Where additional or alternative validation is needed, we choose another appropriate technique. For example, if denaturing the target is problematic, we might use immunocytochemistry for validation. Or, if the target is a secreted protein, such as a cytokine, we will often rely on ELISA for validation.
You can see examples of this throughout our range of ready-made knock-out cell lines. For instance, our human CXCL10 knock-out A549 and IL1B knock-out THP-1 cell lines are validated with western blot and ELISA, while our human ANPEP (CD13) knock-out THP-1 cell line has been validated with western blot, immunocytochemistry, and flow cytometry.
Creating gene-edited cell lines can be expensive and time-consuming, involving months of work and costing up to $8,000. In contrast, ready-made KO cell lines can be delivered within five days, making the process quicker, easier, and cheaper than doing it yourself.

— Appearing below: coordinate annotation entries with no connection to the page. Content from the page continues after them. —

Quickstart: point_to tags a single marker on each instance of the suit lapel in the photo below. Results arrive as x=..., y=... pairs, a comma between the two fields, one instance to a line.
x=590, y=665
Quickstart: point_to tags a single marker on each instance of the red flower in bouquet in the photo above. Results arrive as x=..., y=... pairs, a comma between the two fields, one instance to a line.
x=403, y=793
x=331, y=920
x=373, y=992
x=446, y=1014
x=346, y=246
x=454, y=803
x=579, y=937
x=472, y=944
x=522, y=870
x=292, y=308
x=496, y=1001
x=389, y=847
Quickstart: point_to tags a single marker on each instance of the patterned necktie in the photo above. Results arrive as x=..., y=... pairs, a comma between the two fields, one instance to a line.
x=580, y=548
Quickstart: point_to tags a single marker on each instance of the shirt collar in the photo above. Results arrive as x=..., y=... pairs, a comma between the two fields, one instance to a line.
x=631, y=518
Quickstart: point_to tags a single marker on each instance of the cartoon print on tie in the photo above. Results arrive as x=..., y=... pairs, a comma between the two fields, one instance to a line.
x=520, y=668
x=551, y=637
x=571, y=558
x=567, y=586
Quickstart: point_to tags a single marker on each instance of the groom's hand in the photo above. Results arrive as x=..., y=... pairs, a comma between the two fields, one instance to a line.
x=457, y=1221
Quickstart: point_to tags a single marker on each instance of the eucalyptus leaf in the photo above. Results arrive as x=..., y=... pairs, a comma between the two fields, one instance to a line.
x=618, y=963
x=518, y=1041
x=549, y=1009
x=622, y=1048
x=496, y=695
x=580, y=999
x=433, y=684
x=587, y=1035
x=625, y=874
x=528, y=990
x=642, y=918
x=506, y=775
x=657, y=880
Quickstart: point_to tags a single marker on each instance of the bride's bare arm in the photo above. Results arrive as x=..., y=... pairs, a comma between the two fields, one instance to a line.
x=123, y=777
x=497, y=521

With over a decade of experience with CRISPR, we’ve optimized our workflow to ensure all our gene-edited cell lines are reliable and well-characterized. Each cell line in our extensive range of over 2,500 ready-made KO cell lines has been precisely generated to ensure the generation of robust cell lines to accelerate the transition from discovery through to manufacturing.
Gene-edited cell lines have high utility in many stages of the drug discovery pipeline. Extensively validated KO cell lines aid the generation of reproducible and accurate results, allowing you to progress through your workflow and get to market faster.